After years of hoping there might be some mysterious secret of productivity to unlock, I’ve given up and realized that the only way to write is to sit down at the computer and stare at it. And so each day at around 9 a.m., after consuming several cups of black coffee, I tend to plop down at the computer. My goal is the same each day: write 500 words. I take a break for lunch, then return to my desk. Some days I may hit the 500-word mark before dinner and am free. But, alas, there are other times when I may be toiling away late into the night.
2. What is your favorite childhood book? Or one book you think everyone should read?

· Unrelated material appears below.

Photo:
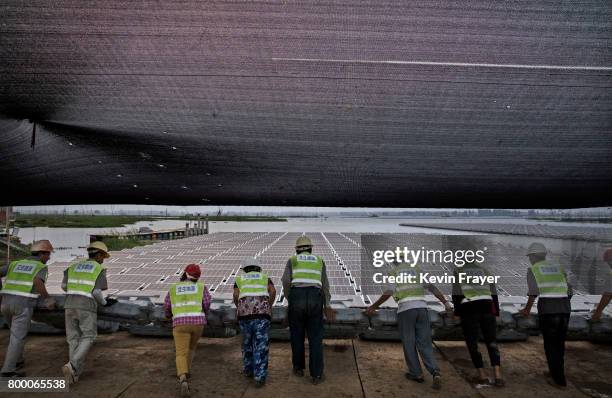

It’s impossible to pick one book without leaving out so many that are essential. But one book that I think is of critical importance to understanding American history is James M. McPherson’s “Battle Cry of Freedom,” his original, brilliant, and sweeping account of the Civil War. Everyone should read it.
3. What is something you’ve seen, watched or read that you think is overlooked and deserves more attention?
Our attention tends to move so quickly that so many great books and shows get neglected. One author who deserves wider recognition is John Joseph Mathews, the prose-poet of the Osage Nation, who died in 1979. His books, including his 1934 semi-autobiographical novel, “Sundown,” capture what life was like on the Oklahoma prairie and the traumatic clash between white settlers and Native Americans. Not only was he an important writer—he was also an exquisite one.
4. What is the best piece of writer’s advice you’ve received?
William Faulkner probably put it best: “Read, read, read. Read everything — trash, classics, good and bad, and see how they do it. Just like a carpenter who works as an apprentice and studies the master. Read! You’ll absorb it. Then write. If it’s good, you’ll find out. If it’s not, throw it out of the window.” My own advice is a bit simpler: Just do it!
5.Can you describe the moment you knew you wanted to write this particular book? And when did you know it was over?
I knew that I wanted to — and, indeed, had to — write this book after I made a trip to the Osage Nation Museum, in Oklahoma, several years ago. When I was there, I came across a photograph on the wall, which was taken in 1914 and showed a seemingly innocent gathering of white settlers and members of the Osage Nation. But part of the picture had been cut out. When I asked the museum director why, she said that it contained the image of a figure so frightening that she had removed it. She then pointed to the missing panel and said, “the devil was standing right there.” The figure was one of the white settlers who had participated in the systematic killing of the Osage for their oil money. The Osage had removed the image not to forget what had happened, but because they can’t forget. And yet so many others, including myself, had no knowledge of one of the most sinister crimes and egregious racial injustices in American history. After that visit to the museum, I spent close to five years researching and writing the book, and I knew that it was done when I had exhausted all the trails of evidence.